Trainer Luciano Spalletti will Italiens Nationalmannschaft zu neuem Ruhm verhelfen. (Urheber/Quelle/Verbreiter: Alessandro La Rocca/LaPresse/AP/dpa)

Luciano Spalletti verteilte gleich Streicheleinheiten für die italienische Fußball-Seele. Der neue Nationaltrainer schwärmte von der «Ehre», das azurblaue Trikot zu tragen, mit diesem wolle er «Geschichte schreiben».

Doch schöne Worte allein helfen Italiens Nationalteam nicht: Nach dem Chaos-Abgang von Roberto Mancini muss Spalletti in der EM-Qualifikation sofort liefern – sonst droht nach zwei verpassten WM-Turnieren das nächste Zittern. Dass es am Samstag (20.45 Uhr/DAZN) in Skopje gegen Nordmazedonien geht, just jenen vermeintlichen Fußball-Zwerg, der den Italienern 2022 in den WM-Quali-Playoffs das Ticket für Katar vermieste, sorgt für zusätzliche Brisanz bei Spallettis Debüt.

Spallettis Kindheitserinnerungen

Bevor der 64-Jährige seine Nationalspieler in dieser Woche erstmals versammelte, erzählte er eine Geschichte aus seiner Kindheit, konkret vom «Jahrhundertspiel» Italiens gegen Deutschland im WM-Halbfinale 1970. Nach dem 4:3 der Azzurri nach Verlängerung bat der damals elfjährige Luciano seine Mutter, ihm eine italienische Flagge zu nähen, «so groß wie möglich», um den Sieg zu feiern. Diese Flagge wolle er nun mitnehmen, wenn er erstmals auf der italienischen Bank Platz nimmt, um auch die Kinder von heute träumen zu lassen.

Dass es in Skopje nicht um WM-Final-Glorien geht, sondern zunächst einmal ganz profan um Punkte in der Qualifikation für die Euro 2024 in Deutschland, das weiß auch Spalletti. Und trotzdem packt er seine Fußballer bei der Ehre. «Das hier ist kein gewöhnliches Trikot», stellte der Coach klar. Das blaue Leibchen, die maglia azzurra, müsse wie eine zweite Haut sein. «Wir müssen das Glück herausschreien, dieses Trikot tragen zu dürfen!»
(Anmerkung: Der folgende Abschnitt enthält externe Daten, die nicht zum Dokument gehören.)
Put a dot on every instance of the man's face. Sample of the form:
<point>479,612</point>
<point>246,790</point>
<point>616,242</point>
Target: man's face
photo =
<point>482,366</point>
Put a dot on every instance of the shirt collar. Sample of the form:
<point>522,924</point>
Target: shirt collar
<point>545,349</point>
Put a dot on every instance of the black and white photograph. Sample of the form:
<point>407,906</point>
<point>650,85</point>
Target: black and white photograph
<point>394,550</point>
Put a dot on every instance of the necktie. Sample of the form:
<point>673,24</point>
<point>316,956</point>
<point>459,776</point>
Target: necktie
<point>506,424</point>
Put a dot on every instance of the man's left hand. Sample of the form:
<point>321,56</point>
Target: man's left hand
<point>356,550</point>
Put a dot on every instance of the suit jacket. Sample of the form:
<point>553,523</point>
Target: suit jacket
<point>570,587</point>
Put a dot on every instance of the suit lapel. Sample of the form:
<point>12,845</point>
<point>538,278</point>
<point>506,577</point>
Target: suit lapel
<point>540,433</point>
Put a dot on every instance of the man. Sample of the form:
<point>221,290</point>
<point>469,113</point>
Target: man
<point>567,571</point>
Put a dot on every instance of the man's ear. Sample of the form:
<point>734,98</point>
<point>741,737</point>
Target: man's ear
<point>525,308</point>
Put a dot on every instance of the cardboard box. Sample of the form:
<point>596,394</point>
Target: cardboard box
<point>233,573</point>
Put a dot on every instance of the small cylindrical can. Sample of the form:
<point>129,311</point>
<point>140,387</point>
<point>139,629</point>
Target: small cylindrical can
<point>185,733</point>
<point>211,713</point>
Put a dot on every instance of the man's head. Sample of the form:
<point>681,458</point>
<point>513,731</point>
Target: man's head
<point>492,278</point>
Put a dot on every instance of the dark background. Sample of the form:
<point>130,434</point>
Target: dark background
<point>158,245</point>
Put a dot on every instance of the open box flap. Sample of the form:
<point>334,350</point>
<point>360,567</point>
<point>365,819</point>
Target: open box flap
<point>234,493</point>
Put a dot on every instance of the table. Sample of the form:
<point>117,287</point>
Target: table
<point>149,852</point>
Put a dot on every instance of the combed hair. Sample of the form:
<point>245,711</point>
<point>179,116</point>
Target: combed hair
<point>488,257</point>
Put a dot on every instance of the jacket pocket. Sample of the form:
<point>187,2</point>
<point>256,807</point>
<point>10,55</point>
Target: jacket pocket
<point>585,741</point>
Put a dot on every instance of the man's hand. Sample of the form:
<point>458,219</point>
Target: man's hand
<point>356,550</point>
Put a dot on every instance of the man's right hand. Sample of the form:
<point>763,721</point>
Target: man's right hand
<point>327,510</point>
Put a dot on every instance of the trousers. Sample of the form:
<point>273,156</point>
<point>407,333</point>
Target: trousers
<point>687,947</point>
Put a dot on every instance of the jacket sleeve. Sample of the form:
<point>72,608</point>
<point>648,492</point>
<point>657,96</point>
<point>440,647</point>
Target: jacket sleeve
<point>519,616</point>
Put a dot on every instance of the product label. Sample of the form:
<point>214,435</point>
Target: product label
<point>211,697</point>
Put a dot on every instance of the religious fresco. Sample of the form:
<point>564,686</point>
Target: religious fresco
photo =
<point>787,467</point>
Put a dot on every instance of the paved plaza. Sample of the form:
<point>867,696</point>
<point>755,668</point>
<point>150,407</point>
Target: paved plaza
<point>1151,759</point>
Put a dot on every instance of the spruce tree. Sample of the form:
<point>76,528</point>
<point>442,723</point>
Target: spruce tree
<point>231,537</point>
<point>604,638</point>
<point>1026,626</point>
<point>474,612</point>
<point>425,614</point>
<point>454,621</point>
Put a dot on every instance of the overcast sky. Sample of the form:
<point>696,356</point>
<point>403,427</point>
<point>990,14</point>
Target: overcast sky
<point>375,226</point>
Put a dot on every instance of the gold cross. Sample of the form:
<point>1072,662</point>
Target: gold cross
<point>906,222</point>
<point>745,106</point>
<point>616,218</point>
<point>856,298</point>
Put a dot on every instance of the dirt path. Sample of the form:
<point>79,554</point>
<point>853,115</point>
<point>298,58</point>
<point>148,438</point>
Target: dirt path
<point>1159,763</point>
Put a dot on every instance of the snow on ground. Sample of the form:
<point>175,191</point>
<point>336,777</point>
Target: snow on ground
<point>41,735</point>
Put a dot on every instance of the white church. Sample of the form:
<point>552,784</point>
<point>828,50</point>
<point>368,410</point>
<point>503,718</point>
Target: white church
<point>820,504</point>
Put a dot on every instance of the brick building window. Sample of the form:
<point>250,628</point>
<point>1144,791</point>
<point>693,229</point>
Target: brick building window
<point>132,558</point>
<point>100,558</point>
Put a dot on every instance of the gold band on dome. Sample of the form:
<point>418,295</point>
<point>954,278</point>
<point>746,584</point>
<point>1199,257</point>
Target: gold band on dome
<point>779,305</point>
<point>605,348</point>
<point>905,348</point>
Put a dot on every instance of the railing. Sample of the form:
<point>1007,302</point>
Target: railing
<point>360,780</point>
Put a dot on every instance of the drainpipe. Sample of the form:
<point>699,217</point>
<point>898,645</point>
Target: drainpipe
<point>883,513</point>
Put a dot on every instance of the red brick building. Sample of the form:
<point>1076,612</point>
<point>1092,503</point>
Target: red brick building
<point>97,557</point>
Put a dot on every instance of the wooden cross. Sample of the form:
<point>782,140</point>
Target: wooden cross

Dies kann als Seitenhieb verstanden werden auf seinen Vorgänger Mancini, der das Team im Sommer völlig überraschend verließ, um die Auswahl Saudi-Arabiens zu übernehmen. Für die stolzen Italiener ist der Europameister-Coach von 2021 zum geldgeilen Verräter geworden. «Dieses neue Italien verdient besondere Zuneigung, weil es in einer Sommernacht ohne Skrupel abserviert wurde wie ein Hund an der Autobahn», schrieb die «Gazzetta dello Sport» voller Bitterkeit gegenüber dem Europameister-Coach von 2021.

Torwart-Legende steht an Spallettis Seite

Nun soll es also Spalletti richten, der in der vorigen Saison den SSC Neapel zum ersten Meistertitel seit drei Jahrzehnten geführt hatte und danach eigentlich ein Jahr Pause machen wollte. Dem Ruf des Verbandes konnte er aber dann nicht widerstehen. «Vielleicht bin ich nicht der bestmögliche Trainer für die Nationalmannschaft», kokettierte er und versprach zugleich: «Aber ich werde ganz sicher der bestmögliche Spalletti sein.» 

Ihm zur Seite steht künftig Gianluigi Buffon, der nach dem Ende seiner aktiven Karriere Delegationsleiter wurde. Gleich bei seinen ersten öffentlichen Auftritten flogen Gigi wieder die italienischen Fußball-Herzen zu. «Eines der Monumente unserer Geschichte kehrt endlich nach Hause zurück», schwärmte Verbands-Präsident Gabriele Gravina. Der 45 Jahre alte Buffon kann es kaum erwarten, für die Azzurri am Spielfeldrand zu stehen. «Es ist klar, dass ich nichts anderes als Leidenschaft und starke Emotionen verspüren kann», sagte er.

Ein Sieg in Nordmazedonien wäre für Italien nach drei Punkten aus zwei Spielen in der Quali nun «fundamental wichtig», wie Spalletti sagte, auch um die Dämonen der Vergangenheit zu besiegen. Das 0:1 gegen jenen Gegner in den Playoffs zur WM 2022 markierte den Tiefpunkt der Ära Mancini, voller Schrecken erinnern Italiens Zeitungen an den «Albtraum von Palermo». Buffon, der damals nicht dabei war, sagte dennoch: «Wir wollen nicht mehr an die Vergangenheit, sondern an die Gegenwart und an die Zukunft denken.»